How To Get The Patch On Your Phone

You can install iOS 26.4.2 by going to Settings > General > Software Update on your iPhone. 9to5Mac and other outlets report that Apple recommends installing the update right away. Apple also released parallel patches, iOS 18.7.8 and iPadOS 18.7.8, for older hardware, so people using earlier models should check for updates too. Coverage notes that the download is relatively modest, so the install should be quick for most users, and local explainers such as Daily Voice have been walking readers through the basics.

Signal's Take And Immediate Precautions

Signal said on X that it was "very happy" Apple shipped a fix and confirmed that once the patch is installed, "all inadvertently-preserved notifications will be deleted," according to coverage of the post. The company also reminded users they can avoid having previews logged at all by setting Notification Content to "No Name or Content" inside the app's settings, per ABC News.
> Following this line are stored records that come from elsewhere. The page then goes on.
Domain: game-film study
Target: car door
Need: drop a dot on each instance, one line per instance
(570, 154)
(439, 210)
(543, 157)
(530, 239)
Quick Privacy Settings To Check Right Now

If you want to cut down on what a lock screen reveals in the future, you can change how iOS shows previews. On iPhone, go to Settings > Notifications > Show Previews and choose "When Unlocked" or "Never." You can also change per-app notification content inside privacy-focused apps like Signal. Tech outlets have step-by-step walk-throughs with screenshots for people who like a visual guide, according to TechCrunch.

Why This Is Bigger Than Signal

Any app that shows message text in push alerts, from WhatsApp to SMS to third-party chat clients, could leave similar traces if you allow previews, so this was never just a Signal problem. Security outlets and forums note that the issue exposed an operating system-level gap, where app encryption does not control every copy of your content, per MacRumors.

Legal And Forensic Fallout

The case that sparked this patch highlights a basic forensic reality: once investigators have physical access to a device and a legal order, low-level artifacts on that device can often be harvested and used in court. The vulnerability is cataloged as CVE-2026-28950 in national vulnerability databases, and it is fixed in the updates listed above, according to NVD.

Bottom line, it is worth checking both your Software Update screen and your notification preview settings. The patch closes the specific hole Apple identified, and it is a timely reminder that privacy depends on both the apps you choose and the operating system running underneath them.